The success of Baker's strongly Texas-oriented music in Europe has led to Baker spending long periods of time here in recent months. His two shows at the Kilkenny Rhythm and Roots Festival were sellouts.
He returns to North America to play the Woody Guthrie Festival in Oklahoma and the Calgary Folk Festival before returning to Europe in August to headline an Americana festival, followed by a more extensive tour of Britain, France and the Netherlands.
The future, he says, is something that will work itself out, and although he's written more than enough new songs, the next album is not yet in the works.
"I have lots of material so I have to get it in a place where once again we might expect all those people at the same pub on a Wednesday night. I will know when the time is right. The characters sort of let me know when they need to be voiced, how they want their stories to come out," he says.

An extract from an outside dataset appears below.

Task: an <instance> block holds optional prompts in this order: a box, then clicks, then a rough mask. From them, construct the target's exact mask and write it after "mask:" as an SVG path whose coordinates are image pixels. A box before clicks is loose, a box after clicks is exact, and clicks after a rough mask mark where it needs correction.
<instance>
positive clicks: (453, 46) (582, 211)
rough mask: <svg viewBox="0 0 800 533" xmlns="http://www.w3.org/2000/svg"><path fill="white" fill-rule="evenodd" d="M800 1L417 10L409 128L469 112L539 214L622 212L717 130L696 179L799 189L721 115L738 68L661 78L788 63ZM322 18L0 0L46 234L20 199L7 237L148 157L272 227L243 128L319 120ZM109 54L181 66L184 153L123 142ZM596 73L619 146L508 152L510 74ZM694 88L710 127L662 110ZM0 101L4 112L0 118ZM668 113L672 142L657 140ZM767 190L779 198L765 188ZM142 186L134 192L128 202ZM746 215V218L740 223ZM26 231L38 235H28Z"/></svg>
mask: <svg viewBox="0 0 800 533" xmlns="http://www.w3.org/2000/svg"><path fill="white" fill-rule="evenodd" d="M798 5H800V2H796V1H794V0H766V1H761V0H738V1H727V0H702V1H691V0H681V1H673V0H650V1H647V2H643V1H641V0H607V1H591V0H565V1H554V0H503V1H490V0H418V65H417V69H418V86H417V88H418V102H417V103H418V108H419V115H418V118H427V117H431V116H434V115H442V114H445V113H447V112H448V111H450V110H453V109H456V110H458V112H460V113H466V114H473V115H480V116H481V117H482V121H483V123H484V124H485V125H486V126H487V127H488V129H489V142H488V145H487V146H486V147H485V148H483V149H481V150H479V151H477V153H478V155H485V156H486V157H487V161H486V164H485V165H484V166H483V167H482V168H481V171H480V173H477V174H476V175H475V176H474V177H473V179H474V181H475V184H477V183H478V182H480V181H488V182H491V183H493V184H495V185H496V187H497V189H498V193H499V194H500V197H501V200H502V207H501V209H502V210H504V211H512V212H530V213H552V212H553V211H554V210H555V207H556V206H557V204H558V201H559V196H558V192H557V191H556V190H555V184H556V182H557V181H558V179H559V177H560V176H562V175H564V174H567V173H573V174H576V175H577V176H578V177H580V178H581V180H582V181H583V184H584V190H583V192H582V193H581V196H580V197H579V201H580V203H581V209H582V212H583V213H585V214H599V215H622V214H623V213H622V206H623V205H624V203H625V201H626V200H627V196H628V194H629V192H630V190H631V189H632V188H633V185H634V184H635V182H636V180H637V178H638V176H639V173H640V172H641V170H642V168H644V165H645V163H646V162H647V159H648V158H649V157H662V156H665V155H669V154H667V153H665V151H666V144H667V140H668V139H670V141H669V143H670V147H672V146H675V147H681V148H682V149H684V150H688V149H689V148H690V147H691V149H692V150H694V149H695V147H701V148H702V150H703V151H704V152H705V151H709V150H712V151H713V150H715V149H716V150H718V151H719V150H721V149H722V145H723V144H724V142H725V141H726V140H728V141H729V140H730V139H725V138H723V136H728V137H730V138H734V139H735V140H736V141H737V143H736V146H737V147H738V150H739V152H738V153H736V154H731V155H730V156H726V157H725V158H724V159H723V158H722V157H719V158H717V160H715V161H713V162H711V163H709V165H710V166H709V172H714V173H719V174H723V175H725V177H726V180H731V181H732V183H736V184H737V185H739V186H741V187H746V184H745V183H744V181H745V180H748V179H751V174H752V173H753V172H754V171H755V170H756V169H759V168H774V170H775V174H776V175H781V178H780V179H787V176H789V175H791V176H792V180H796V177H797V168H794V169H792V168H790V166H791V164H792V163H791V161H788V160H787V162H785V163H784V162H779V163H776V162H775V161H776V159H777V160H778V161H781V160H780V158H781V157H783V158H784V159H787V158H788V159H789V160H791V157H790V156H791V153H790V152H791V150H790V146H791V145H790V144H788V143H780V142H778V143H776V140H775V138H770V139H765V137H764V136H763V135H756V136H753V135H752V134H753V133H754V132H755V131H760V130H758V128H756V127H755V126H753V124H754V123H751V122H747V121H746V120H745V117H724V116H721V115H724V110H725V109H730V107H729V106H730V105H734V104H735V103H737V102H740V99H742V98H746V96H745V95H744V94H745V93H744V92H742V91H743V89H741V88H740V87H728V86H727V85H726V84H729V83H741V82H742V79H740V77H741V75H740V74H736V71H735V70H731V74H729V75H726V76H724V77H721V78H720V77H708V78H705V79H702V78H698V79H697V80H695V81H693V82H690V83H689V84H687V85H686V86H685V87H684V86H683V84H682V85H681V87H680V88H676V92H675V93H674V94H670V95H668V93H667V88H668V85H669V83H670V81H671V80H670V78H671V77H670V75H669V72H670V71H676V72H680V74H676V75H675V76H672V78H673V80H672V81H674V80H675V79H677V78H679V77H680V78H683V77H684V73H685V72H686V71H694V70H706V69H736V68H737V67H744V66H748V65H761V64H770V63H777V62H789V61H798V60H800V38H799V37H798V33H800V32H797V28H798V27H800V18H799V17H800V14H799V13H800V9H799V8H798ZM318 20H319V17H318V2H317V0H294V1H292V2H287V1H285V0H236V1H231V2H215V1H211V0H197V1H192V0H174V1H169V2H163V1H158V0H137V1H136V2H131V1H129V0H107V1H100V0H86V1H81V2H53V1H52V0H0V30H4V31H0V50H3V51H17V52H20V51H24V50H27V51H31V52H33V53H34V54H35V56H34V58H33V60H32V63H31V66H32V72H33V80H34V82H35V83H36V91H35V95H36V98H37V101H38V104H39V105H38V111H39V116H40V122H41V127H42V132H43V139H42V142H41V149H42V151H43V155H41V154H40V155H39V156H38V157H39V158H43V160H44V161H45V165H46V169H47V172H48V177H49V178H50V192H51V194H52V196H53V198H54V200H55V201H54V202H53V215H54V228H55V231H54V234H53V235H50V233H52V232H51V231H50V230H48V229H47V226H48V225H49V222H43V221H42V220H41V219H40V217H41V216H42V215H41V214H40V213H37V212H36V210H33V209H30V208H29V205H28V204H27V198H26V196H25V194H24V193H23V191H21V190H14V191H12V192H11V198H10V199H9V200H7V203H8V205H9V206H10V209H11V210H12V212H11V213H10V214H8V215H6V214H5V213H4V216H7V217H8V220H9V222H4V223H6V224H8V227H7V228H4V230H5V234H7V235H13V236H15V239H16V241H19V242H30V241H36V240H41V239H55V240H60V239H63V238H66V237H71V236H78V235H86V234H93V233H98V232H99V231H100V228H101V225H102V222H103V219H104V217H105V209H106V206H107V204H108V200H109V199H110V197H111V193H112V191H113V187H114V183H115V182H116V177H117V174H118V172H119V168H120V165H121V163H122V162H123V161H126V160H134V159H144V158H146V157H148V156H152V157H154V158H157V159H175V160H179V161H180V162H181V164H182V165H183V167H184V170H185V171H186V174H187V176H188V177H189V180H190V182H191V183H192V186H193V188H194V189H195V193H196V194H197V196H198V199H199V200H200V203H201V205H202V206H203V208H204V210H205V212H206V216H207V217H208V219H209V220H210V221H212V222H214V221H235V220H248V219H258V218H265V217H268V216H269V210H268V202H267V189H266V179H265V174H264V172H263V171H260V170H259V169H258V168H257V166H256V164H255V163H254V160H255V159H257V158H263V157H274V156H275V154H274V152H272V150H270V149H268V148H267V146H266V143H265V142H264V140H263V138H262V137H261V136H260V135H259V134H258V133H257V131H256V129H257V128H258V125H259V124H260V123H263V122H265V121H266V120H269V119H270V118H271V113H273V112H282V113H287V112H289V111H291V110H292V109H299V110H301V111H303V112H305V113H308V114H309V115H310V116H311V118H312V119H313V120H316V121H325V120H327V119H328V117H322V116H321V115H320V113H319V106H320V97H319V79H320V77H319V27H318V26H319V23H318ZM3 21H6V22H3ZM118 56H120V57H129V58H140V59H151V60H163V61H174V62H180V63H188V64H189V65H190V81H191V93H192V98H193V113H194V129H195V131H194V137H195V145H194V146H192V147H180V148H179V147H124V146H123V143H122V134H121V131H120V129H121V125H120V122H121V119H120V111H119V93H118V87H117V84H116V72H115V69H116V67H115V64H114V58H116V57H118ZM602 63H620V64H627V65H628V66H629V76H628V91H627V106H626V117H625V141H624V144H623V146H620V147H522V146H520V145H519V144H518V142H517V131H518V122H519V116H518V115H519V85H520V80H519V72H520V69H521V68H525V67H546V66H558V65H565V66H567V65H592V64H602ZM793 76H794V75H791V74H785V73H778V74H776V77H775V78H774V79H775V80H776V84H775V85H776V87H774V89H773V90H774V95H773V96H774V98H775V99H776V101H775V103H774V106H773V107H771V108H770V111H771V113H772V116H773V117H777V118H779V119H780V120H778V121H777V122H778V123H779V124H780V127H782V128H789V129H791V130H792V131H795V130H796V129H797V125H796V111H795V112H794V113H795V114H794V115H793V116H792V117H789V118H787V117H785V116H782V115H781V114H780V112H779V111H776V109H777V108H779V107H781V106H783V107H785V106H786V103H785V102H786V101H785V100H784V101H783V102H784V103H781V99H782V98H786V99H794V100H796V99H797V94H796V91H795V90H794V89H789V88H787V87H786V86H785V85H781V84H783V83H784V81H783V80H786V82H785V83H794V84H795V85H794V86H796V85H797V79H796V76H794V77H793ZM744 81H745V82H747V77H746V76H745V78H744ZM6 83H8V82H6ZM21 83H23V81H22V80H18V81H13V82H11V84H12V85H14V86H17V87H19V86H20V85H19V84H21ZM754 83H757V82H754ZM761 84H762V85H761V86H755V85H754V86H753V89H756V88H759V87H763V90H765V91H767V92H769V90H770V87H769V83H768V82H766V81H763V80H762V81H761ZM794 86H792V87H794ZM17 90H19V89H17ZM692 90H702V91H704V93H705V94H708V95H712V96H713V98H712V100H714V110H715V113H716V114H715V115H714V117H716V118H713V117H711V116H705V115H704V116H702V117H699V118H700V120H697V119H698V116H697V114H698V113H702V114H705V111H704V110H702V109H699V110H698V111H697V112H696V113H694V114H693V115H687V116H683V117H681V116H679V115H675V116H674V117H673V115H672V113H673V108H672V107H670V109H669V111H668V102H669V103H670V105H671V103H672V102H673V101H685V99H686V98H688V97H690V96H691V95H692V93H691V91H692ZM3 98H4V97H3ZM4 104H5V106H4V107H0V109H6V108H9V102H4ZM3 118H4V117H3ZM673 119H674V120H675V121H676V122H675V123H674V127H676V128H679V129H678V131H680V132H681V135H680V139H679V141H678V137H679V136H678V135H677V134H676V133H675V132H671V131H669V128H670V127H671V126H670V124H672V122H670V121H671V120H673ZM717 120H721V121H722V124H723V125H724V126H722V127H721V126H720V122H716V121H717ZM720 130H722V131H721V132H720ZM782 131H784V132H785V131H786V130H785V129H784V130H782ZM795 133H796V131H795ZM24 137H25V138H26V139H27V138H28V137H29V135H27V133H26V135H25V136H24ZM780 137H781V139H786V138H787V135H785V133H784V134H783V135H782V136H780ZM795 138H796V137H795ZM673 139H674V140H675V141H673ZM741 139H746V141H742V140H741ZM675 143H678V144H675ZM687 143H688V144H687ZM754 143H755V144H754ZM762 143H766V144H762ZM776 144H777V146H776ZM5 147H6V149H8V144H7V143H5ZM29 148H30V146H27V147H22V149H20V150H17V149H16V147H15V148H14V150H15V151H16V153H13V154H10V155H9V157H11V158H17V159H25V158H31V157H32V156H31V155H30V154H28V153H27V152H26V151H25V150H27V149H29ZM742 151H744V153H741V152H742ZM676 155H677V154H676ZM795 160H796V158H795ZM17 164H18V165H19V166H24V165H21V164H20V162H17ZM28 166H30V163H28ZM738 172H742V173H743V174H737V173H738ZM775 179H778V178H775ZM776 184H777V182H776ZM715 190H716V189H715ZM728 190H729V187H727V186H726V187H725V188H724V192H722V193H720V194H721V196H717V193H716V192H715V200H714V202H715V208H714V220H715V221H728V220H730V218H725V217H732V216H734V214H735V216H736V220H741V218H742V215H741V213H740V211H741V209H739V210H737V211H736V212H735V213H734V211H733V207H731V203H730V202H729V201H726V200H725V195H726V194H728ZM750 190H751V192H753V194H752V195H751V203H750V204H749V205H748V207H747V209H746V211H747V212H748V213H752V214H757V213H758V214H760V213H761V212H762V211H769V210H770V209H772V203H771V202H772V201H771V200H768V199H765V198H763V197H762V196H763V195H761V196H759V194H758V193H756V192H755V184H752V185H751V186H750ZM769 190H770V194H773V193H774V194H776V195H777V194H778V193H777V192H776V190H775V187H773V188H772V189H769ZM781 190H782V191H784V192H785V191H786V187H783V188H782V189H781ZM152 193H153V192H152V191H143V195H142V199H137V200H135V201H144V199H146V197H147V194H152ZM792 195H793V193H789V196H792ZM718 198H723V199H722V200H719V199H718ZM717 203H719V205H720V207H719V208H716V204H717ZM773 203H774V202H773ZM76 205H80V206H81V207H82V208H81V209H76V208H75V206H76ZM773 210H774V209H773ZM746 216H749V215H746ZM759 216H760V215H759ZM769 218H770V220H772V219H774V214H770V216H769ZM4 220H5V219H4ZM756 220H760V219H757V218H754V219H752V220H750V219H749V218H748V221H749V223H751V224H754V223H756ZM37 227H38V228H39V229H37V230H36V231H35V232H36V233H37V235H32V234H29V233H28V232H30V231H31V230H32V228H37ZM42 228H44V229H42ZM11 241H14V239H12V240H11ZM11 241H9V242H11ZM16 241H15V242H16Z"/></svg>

Asked to describe himself, Baker says simply that he is "pretty happy."
And though he doesn't deny that his music comes from one moment, on a train in Peru more than 20 years ago, he says fundamentally he is no different from anyone else.
"I think in many ways everybody is a survivor, it's just a little bit more obvious in my case."
"Everybody has been knocked back, and for the most part, you know what people do? They keep going," he says. "And most people do it with grace and humor and goodwill and a spirit of generosity. Those are the people at the pub."